In junior high I learned how to type on a Smith-Corona manual typewriter. My mother, a steno clerk, said all women should learn how to type. So I practiced on hers. In my high school typing class we all used Royal manual typewriters. Looking back, I don’t know how that teacher could stand that racket through five classes a day. Toward the end of the year, our high school acquired three electric typewriters for that classroom. I tried one but wasn’t impressed. I could type faster on the manual.
But then I began college and was forced into the electric typewriting world.
When I worked at IRS my typing speeds exceeded 110 wpm. Now, many decades later, I still type fast, but over my lifetime of typing one thing hasn’t changed: I cannot compose fiction on a machine, electric or not. The words just will not come.
Early on I didn’t care for composing on a machine because they were noisy, which disrupted my thinking process. Manuals were clunky and electric typewriters made clicking noises along with a disconcerting hum. Thus, all the way through college and during the years I taught school, I continued to write my assignments on paper, which I later typed. It’s been 50 years since high school and I still have to compose my first drafts by hand.
It’s odd that on a computer I can compose long, detailed emails to distant friends, typing away as though I’m speaking to them in person; but put me in front of a keyboard with a short story or a novella chapter to compose, and I’ll freeze up. I might get out ten words and then Zip. My creative writing muse shakes her head and leaves when I try to write fiction on a keyboard of any ilk. I end up just sitting there, staring at my unmoving hands and the nearly blank screen, with nothing going on upstairs. No words, no ideas, nada.

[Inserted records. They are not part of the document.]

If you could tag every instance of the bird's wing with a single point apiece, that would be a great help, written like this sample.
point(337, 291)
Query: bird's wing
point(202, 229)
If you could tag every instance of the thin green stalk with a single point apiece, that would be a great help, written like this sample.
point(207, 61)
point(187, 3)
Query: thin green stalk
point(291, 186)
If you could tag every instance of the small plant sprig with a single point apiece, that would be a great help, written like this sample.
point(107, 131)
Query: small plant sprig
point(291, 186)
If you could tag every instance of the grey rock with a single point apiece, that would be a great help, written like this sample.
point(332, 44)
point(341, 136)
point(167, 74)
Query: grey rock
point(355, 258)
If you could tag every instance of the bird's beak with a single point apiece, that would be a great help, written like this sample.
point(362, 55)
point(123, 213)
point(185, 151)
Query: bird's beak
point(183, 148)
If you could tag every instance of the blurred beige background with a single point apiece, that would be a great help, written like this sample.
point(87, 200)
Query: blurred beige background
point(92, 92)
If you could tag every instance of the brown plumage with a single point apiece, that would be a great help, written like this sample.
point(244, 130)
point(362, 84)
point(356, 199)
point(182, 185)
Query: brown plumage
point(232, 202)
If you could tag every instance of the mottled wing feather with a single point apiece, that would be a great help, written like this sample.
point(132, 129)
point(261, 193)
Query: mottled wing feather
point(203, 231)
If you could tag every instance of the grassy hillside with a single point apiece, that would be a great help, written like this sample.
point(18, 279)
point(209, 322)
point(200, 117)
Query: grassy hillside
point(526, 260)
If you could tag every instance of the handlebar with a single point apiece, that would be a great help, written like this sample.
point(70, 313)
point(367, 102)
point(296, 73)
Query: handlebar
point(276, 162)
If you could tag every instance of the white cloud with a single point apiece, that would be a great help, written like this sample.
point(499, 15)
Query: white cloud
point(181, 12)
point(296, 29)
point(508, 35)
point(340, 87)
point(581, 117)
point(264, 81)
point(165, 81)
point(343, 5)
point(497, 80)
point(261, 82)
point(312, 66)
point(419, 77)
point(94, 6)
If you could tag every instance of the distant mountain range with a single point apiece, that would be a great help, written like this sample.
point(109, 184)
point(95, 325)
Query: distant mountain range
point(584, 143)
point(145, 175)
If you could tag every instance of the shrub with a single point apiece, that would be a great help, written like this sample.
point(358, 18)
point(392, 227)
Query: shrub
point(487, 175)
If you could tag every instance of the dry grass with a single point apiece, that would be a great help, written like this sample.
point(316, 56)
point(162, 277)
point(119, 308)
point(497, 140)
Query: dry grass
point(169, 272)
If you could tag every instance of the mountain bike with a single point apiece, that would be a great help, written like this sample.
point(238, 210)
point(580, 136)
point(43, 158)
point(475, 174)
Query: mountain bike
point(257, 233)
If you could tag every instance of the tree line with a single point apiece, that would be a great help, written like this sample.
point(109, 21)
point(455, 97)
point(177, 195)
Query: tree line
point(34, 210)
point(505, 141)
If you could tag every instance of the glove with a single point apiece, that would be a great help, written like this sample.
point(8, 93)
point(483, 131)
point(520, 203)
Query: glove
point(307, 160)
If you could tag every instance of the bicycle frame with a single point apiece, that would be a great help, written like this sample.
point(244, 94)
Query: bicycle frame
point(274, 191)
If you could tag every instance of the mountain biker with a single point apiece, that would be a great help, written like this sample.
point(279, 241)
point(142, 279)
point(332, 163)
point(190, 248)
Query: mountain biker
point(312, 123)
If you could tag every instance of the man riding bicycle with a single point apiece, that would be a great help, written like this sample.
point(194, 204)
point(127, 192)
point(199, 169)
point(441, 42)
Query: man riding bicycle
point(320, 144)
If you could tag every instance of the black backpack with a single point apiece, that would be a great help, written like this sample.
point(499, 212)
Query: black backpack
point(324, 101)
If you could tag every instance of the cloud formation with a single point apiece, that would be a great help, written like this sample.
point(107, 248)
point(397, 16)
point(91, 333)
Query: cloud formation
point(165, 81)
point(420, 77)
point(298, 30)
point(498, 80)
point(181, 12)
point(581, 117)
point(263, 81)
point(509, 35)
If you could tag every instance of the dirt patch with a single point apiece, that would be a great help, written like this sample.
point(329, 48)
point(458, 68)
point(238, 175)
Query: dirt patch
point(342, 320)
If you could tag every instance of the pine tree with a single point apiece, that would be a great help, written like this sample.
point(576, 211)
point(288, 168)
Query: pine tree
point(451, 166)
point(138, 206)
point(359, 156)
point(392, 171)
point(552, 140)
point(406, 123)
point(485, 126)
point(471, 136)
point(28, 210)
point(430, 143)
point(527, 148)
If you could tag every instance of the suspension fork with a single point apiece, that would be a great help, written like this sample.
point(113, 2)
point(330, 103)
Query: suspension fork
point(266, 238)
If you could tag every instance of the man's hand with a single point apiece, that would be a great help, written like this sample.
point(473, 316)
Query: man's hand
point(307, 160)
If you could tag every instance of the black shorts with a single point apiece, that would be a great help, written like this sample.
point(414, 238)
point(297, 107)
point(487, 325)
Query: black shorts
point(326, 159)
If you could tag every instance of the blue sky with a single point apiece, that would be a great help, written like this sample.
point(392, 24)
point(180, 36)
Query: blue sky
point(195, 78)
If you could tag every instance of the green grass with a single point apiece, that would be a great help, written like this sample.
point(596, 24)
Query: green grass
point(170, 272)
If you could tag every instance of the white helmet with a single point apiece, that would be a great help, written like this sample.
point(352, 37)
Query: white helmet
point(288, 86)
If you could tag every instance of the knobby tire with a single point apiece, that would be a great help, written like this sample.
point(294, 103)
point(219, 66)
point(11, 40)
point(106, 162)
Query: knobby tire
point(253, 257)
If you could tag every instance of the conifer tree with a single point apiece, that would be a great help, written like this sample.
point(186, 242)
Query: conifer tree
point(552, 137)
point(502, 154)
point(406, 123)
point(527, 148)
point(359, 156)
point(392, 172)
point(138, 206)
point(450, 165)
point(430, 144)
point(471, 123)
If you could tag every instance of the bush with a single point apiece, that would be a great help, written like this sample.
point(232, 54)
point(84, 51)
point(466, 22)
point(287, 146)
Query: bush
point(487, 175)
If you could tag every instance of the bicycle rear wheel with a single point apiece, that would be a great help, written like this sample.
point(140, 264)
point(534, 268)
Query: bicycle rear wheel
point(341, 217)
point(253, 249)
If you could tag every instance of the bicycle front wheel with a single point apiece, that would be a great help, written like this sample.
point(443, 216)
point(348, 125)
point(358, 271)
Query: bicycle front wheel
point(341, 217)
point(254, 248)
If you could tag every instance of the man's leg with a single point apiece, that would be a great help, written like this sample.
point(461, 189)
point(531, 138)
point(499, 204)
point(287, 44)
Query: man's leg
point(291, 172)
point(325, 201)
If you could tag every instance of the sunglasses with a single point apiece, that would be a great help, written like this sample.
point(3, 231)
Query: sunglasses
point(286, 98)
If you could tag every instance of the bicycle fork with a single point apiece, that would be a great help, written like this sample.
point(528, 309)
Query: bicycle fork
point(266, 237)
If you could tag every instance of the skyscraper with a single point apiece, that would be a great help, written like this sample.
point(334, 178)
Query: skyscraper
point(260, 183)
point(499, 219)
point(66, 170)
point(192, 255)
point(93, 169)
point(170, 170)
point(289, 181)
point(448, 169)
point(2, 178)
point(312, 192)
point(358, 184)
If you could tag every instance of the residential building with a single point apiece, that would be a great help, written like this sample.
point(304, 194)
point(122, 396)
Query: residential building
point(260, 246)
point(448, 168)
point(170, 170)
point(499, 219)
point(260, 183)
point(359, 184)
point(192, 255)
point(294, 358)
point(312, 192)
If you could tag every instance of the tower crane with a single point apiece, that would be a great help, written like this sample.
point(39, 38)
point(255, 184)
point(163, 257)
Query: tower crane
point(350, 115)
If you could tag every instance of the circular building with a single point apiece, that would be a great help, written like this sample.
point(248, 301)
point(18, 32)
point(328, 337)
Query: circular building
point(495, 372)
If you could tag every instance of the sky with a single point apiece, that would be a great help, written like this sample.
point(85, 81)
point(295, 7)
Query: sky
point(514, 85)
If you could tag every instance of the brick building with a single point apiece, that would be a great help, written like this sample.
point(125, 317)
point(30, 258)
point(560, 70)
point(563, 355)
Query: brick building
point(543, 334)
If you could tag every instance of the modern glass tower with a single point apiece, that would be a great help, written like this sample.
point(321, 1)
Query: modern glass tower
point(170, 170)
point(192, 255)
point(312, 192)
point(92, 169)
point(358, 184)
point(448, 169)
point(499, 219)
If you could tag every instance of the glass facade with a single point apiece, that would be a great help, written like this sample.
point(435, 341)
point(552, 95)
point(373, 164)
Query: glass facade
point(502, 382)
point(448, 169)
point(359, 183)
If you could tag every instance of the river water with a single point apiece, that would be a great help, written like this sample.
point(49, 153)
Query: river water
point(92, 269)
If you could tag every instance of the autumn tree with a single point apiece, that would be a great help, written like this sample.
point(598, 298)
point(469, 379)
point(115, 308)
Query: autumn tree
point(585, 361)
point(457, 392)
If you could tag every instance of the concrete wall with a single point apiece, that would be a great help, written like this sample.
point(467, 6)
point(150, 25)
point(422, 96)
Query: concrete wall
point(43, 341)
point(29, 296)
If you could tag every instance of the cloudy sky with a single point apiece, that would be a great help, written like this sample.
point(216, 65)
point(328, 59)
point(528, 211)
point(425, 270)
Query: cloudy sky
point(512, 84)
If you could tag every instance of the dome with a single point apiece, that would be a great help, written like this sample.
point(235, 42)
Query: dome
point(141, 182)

But give me a lined tablet of white paper and some sharp pencils or a fountain pen and in no time I’m filling page after page. When writing longhand, writer’s block leaves me alone and my muse whispers in my ear. It just doesn’t get any better than that.
I didn’t give this writing process of mine much thought until I attended a Write In for NaNoWriMo. During November, in a mostly empty café in Moab, seven of us sat at this big table, most of us with cups of coffee nearby, writing as fast as we could to add more precious lines to our monthly word count. I enjoyed the camaraderie and the experience of being with other creative writers—except for one thing: I was the only one in the room writing with pen and paper. Everyone else had laptops. I received some strange looks and it occurred to me: Did they think I couldn’t afford a laptop of my own?
I could have brought my laptop, but if I had I wouldn’t have been producing as much as I was. I’d just fire it up, open Word, and stare. As it was, I wrote a decent stack of pages during that hour.
Granted, keyboards are marvelous tools. Most jobs I’ve had in my life depended on my use of them. But when it comes to composing, especially fiction, for me there is no substitute for the feel of opening a tablet of paper, picking up a sharp pencil or pen, and filling the pages with handwritten prose.